We present a complete top- 
Introduction
While processor clock frequencies and throughput increase with each new technology generation, the lack of I/O bandwidth in microprocessors is an increasing limitation of the overall communication performance of computers. Short-distance communication interfaces like computer buses and LAN systems must support higher data rates to keep the pace with the evolution of processor speed. Parallel buses send a clock signal on a separate path to the receiver. Clock skew, due to unequal path length and termination impedance, is one limiting factor of the achievable data rate on printed circuit board buses. Crosstalk generated by the relatively large signal amplitude in parallel buses, as well as ringing due to impedance variations and mismatch are other limitations. Finally the high power drain of rail-to-rail output drivers for several tens of data lanes and the resulting possible ground bounce are other problems of parallel data communication interfaces. 
Fig. 1: Parallel 8-bit bus versus serial communication with equivalent data rate
Serial communications offer an important increase in data rates. Low-voltage differential signaling (LVDS) alleviates crosstalk and ground bounce, while point-topoint connections reduce impedance variations. Clock skew is not limiting the data rates in short-distance serial interfaces, as the clock is not transmitted as a separate signal. Indeed, the clock information is embedded in the data stream using 8bit/10bit encoding, which guarantees a high number of data transitions (Figure 1 ).
Short-distance optical links provide an even more robust solution to electro-magnetic coupling and bandwidth requirements. The presented clock and data recovery (CDR) solution combines with the already demonstrated pure silicon amplification front-end ( [1] , [2] ) to a complete fiber-optic receiver. Mixed-signal modeling of such a system, as discussed in this paper, is a crucial step in the definition of the block-level specifications.
A multi-channel serial-link combines several serial data links side by side. Although such wide-band very-short reach multi-channel links are limited to server interconnects (e.g. InfiniBand™) today, they will certainly progress from board-to-board to chip-to-chip links, to be integrated on backplanes and microprocessor motherboards in the near future ( Figure 2 ). Unlike in a parallel bus, the individual links are not, and do not need to be, fully synchronous. data communication The presented design methodology allows us to design a low-power multi-channel clock and data recovery circuit with a power consumption lower than 5mW/Gbit/s. To achieve this low power consumption, we do not intend to use popular PLL, DLL or phase interpolation techniques, but to implement a gated oscillator topology [3] , which is used relatively rarely.

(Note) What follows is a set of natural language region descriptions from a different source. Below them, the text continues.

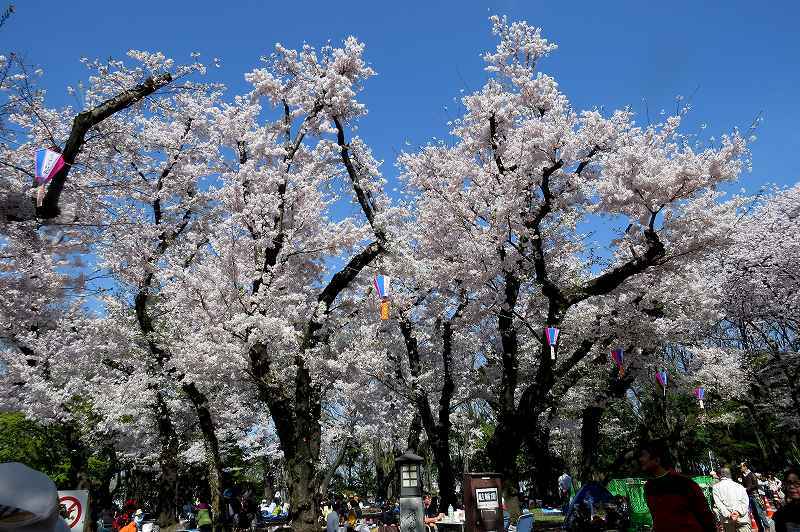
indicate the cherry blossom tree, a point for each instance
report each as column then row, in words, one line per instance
column 269, row 283
column 508, row 196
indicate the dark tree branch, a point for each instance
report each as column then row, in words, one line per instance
column 81, row 125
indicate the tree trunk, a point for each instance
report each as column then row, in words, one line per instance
column 297, row 423
column 269, row 478
column 546, row 477
column 444, row 465
column 168, row 461
column 590, row 440
column 211, row 444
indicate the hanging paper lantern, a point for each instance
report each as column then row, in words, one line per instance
column 381, row 284
column 551, row 333
column 661, row 377
column 618, row 356
column 700, row 393
column 48, row 162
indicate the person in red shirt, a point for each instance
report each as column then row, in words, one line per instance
column 676, row 503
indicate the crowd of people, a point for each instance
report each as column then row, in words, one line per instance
column 739, row 501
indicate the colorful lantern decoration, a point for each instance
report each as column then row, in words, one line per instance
column 551, row 334
column 661, row 377
column 700, row 393
column 618, row 356
column 48, row 163
column 382, row 284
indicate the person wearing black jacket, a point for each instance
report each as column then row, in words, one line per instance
column 787, row 519
column 750, row 483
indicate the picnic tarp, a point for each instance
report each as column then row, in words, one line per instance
column 633, row 489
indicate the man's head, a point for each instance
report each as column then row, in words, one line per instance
column 654, row 456
column 791, row 484
column 28, row 500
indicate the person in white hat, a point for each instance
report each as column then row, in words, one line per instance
column 28, row 501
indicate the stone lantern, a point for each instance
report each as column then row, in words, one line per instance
column 409, row 469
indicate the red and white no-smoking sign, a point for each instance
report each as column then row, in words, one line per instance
column 74, row 506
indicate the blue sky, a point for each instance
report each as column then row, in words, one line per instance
column 738, row 58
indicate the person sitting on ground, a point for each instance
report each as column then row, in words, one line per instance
column 332, row 520
column 731, row 503
column 676, row 502
column 432, row 516
column 203, row 516
column 750, row 482
column 787, row 519
column 276, row 507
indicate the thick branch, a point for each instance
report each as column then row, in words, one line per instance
column 81, row 125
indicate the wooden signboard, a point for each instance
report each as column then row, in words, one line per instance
column 483, row 498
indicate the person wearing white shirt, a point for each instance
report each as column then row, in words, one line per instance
column 564, row 489
column 731, row 503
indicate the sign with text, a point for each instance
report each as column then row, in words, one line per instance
column 74, row 508
column 486, row 498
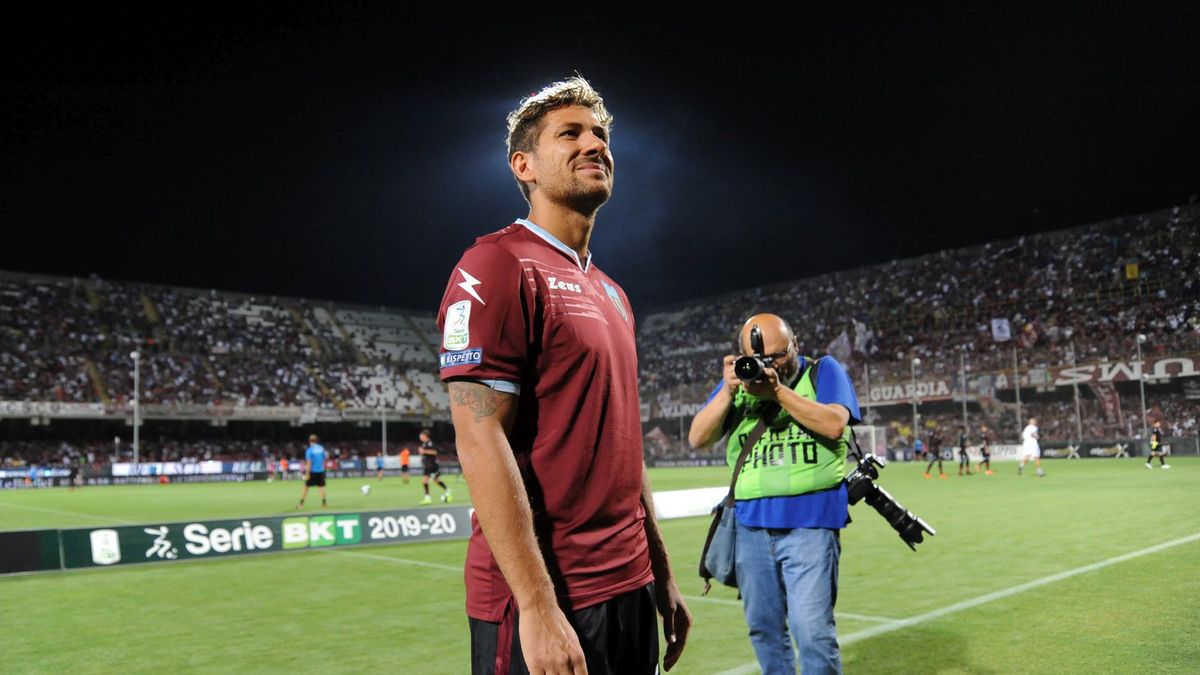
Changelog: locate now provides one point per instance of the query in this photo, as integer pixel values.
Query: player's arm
(676, 616)
(483, 417)
(708, 425)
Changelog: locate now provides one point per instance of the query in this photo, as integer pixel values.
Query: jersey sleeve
(484, 320)
(834, 387)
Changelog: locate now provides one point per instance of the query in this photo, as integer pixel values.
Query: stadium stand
(1024, 308)
(1085, 292)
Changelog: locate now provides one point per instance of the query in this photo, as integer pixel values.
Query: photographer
(791, 496)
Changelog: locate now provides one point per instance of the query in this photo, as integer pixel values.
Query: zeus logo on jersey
(556, 285)
(465, 357)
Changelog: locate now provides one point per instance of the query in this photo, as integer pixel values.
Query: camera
(750, 369)
(861, 484)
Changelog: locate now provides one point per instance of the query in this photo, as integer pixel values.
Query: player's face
(573, 162)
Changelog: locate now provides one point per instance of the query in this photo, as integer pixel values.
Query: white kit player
(1030, 448)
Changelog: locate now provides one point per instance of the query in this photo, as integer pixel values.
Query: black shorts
(619, 637)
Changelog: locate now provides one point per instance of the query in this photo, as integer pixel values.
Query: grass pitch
(1095, 568)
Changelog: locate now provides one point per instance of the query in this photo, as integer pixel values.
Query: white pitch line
(750, 668)
(395, 560)
(100, 518)
(840, 614)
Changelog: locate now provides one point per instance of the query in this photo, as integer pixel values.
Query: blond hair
(527, 121)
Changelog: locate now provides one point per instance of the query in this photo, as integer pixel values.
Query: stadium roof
(351, 153)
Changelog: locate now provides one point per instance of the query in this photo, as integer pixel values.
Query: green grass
(378, 610)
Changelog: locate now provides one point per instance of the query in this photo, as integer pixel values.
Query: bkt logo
(321, 531)
(463, 357)
(555, 284)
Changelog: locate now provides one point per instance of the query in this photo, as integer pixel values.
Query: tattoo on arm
(481, 400)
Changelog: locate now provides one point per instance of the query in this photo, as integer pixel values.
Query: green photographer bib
(786, 460)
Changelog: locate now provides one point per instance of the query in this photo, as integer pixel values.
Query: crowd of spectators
(1080, 294)
(190, 451)
(1075, 296)
(71, 340)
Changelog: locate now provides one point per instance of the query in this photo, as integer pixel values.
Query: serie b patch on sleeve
(456, 334)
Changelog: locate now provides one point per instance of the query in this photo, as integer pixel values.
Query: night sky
(351, 151)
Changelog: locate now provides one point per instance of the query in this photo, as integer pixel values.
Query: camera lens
(748, 369)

Statistical simulations show that the gated oscillator approach is a viable solution in presence of frequency and phase variations. Then, the required power consumption is estimated based on the analysis of the phase noise of the oscillator. Behavioral VHDL simulations verify the timedomain behavior of the design and finally SPICE-level simulations validate the transistor-level design. As such, the presented design methodology demonstrates the feasibility of a top-down approach based on quantifiable system specifications, as opposed to classical bottom-up design.

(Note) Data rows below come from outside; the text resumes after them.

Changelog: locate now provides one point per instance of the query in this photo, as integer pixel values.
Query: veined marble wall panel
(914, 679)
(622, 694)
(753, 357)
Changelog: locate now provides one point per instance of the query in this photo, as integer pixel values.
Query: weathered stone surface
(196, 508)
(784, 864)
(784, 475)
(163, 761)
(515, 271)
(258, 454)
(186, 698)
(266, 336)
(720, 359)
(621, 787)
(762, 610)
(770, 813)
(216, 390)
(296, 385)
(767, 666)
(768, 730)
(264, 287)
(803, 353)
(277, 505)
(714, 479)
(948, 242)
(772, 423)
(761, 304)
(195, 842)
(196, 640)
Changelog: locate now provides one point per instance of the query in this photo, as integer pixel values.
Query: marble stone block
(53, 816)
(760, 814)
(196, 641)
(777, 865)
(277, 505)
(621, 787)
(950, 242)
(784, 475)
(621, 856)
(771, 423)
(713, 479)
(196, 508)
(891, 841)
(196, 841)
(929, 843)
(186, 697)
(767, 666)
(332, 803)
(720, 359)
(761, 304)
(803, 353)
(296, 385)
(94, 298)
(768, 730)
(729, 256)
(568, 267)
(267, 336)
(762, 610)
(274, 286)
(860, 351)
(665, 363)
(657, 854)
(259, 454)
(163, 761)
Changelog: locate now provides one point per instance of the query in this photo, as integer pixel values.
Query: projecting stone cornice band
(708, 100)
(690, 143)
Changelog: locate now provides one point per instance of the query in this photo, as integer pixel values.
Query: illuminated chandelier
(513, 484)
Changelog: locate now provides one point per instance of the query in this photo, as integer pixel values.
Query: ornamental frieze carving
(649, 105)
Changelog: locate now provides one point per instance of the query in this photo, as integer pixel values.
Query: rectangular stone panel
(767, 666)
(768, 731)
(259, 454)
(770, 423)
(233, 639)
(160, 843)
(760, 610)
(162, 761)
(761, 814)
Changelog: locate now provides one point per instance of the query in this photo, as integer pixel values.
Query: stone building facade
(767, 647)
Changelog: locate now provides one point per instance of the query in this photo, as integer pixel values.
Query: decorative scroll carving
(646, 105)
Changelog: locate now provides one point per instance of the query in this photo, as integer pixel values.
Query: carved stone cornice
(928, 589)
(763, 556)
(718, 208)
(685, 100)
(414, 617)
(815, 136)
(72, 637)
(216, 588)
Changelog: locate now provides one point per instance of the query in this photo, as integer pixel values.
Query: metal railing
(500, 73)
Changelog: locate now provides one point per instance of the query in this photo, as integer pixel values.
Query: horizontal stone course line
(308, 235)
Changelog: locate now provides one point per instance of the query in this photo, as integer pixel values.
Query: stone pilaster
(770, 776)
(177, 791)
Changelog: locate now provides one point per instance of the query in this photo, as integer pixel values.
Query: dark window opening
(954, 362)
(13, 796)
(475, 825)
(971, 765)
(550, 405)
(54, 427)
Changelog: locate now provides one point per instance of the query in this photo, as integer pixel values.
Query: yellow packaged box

System-level specifications

Definition of jitter tolerance
Because of the skew between the links in a multichannel serial interface, individual synchronization of each channel is necessary. As the transmitter reference clock is used for all channels of a given transmitter, their data rates are identical. But each channel may exhibit a different delay, introducing skew between the channels. The CDR at the receive side must thus extract the phase of the incoming data of each channel.
The lowest bit error ratio (BER) is achieved when the data is sampled at the ideal sampling instant in between two data transitions, in most cases in the middle of the data eye ( Figure 3 ). Timing jitter expresses the uncertainty of the sampling instant due to noise (random jitter) or systematic errors (deterministic jitter). In short-haul communications, the resynchronized data is transferred from the receive clock domain to the system clock domain through an elastic buffer (Figure 4 ), which resynchronizes the data with the system clock. Tolerance to data jitter (JTOL) is usually tested by adding sinusoidal jitter at a given frequency to the data stream, which already includes channel jitter. The maximum jitter amplitude, function of jitter frequency, at which the CDR still operates at a given BER (typically 10 -12 ), is called jitter tolerance ( Figure 5 ). Jitter amplitude is typically represented in unit intervals (UI) either peakpeak or RMS, depending on the nature of jitter. A unit interval represents the bit period of the incoming data, i.e. 1UI = 400ps. 
Gated oscillator topology
Multi-channel CDRs require high jitter performance and low area and power consumption at the same time. The gated current-controlled oscillator (GCCO) topology represents a good trade-off for this application. As shown in Figure 6 , a shared PLL generates the local highfrequency clock (HFCK) from a low-frequency crystal oscillator clock (LFCK). The shared PLL is based on a high-order loop filter to get good jitter performance and a current-controlled oscillator (CCO). It also delivers a copy of its control current I C to the matched oscillators in each channel. Provided the CCOs are well matched, the clock frequencies of all channels (RXCK0..n) are identical to HFCK.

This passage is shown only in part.